- When stress turns to laughter, we form lasting bonds with our colleagues.
- Leverage goes two ways: everybody should get to know their manager.
- It’s also just as important to make strong connections at every level.
The reason the expressions “It’s a marathon, not a sprint” and “If you want to go fast, go alone; if you want to go far, go together” are so often repeated is because they’re true. You need to pace yourself, and you need to have someone to run with.
When I think about some of the hardest moments building Google and then Stripe, I think back to the many meetings, dinners, and occasional late nights when the stress turned into laughter. I treasure the friendships I carry from those experiences. You’ll meet people you can reach out to at any moment for the rest of your life, and I guarantee they will be there to help. These friendships come from all corners: your manager, your colleagues, your team, even your boss’s boss. Take the time to make those connections, ask for help, and share the load.
Ask for help. Management is not just about building a complementary team but also about having the mutual self-awareness to look at your entire orbit and seek out those with different strengths. You can’t go far together unless you’re not just self-aware but also confident enough to be vulnerable and seek others’ assistance.
Working well with your own manager
Leverage goes two ways. Your manager should get leverage from you, and you should get leverage from them. Your manager can help unblock your team, advocate for more resources, provide the necessary context to do your job well, work with you to identify priorities, and hopefully help you develop. You’ll be a better manager if you can successfully “manage up,” by which I mean being able to work with your manager to get the best results for your team and for the company. I don’t mean being political, which is how the term “managing up” seems to be used more of late. Help your own manager be their best, and never surprise them with late news of challenges hitting your team or poor results.
The good news is that if you’re reading this, you’re likely a manager yourself, and you probably already have an idea of what makes a report great to work with. Think about the things you appreciate as a manager. Your manager probably won’t be that different! Get to know each other personally. If your manager could use some feedback, provide it constructively and suggest ways the two of you might work more effectively together. It’s in both of your interests to jointly succeed.
Working with other managers
Speaking of managing up, it’s equally important to manage sideways. Your colleagues are critical to you and your team’s success, and part of your role is to understand where you and your team sit within your organization’s larger ecosystem. For people to work together well, the whole must produce something greater than the sum of its parts. How does that happen? By forging formal and informal connections.
Although running into someone in an actual (or virtual) hallway helps, you also need to actively identify and cultivate relationships that you can draw on to succeed even as you’re helping the other person do the same. Share information about your team’s mission and goals with key partners and stakeholders, and seek out those you need to work with, especially those who might create or prevent obstacles. Remember that other leaders are great resources, both as sounding boards for handling tough situations — there’s nothing better than practicing a hard 1:1 with another manager — and as sources of information about what matters and how to flourish in the organization. It’s easy to neglect those relationships when you’re too focused on your day job.
I suggest taking two actions:
- Map your team’s partners and stakeholders, and either hold 1:1s with them or sit in on meetings for key individuals or teams. Share your team’s objectives and discuss how you can best work together.

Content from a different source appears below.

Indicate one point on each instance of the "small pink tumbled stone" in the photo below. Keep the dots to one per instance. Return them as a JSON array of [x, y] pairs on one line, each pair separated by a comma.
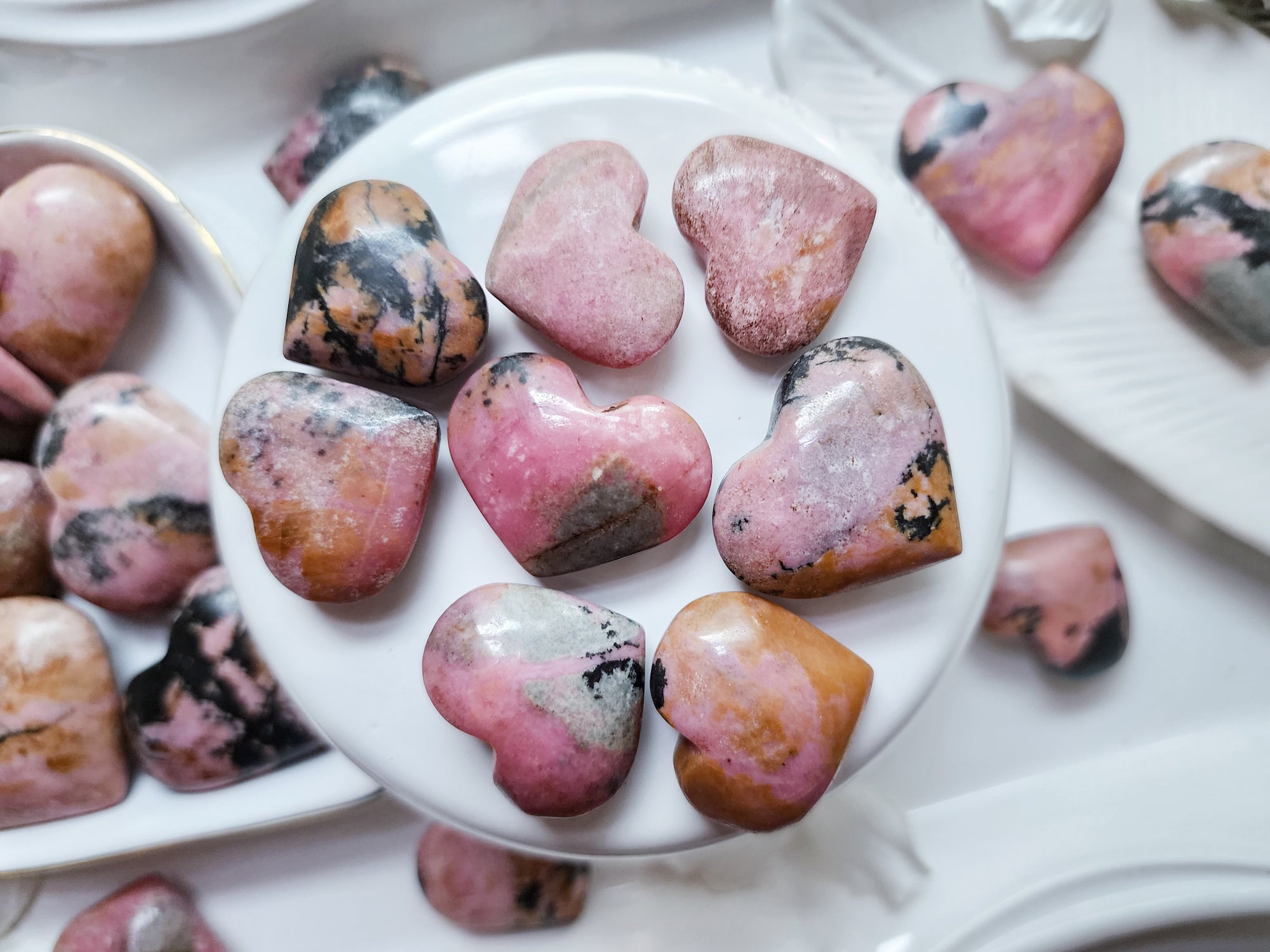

- Identify leaders you admire within your company or even at other companies. Ask them to coffee or lunch to get to know each other and compare notes on management practices and the work of your respective teams and companies. Some of these connections might become folks you can call on to test out ideas or seek advice in difficult situations.
Identify leaders you admire within your company or even at other companies. Ask them to coffee or lunch to get to know each other and compare notes on management practices and the work of your respective teams and companies. Some of these connections might become folks you can call on to test out ideas or seek advice in difficult situations.
I find these relationships also grow out of working together on a shared project for your team or company. Working with your own manager to make sure you’re making connections and getting integrated with organizations outside of your immediate area of focus is also time well spent.
Be a good peer. Honor your commitments, listen thoughtfully, and help others. Share information you think might be helpful. If you have an issue with a fellow manager or with their team, make sure they hear it from you, and then work together to resolve the issue before it escalates.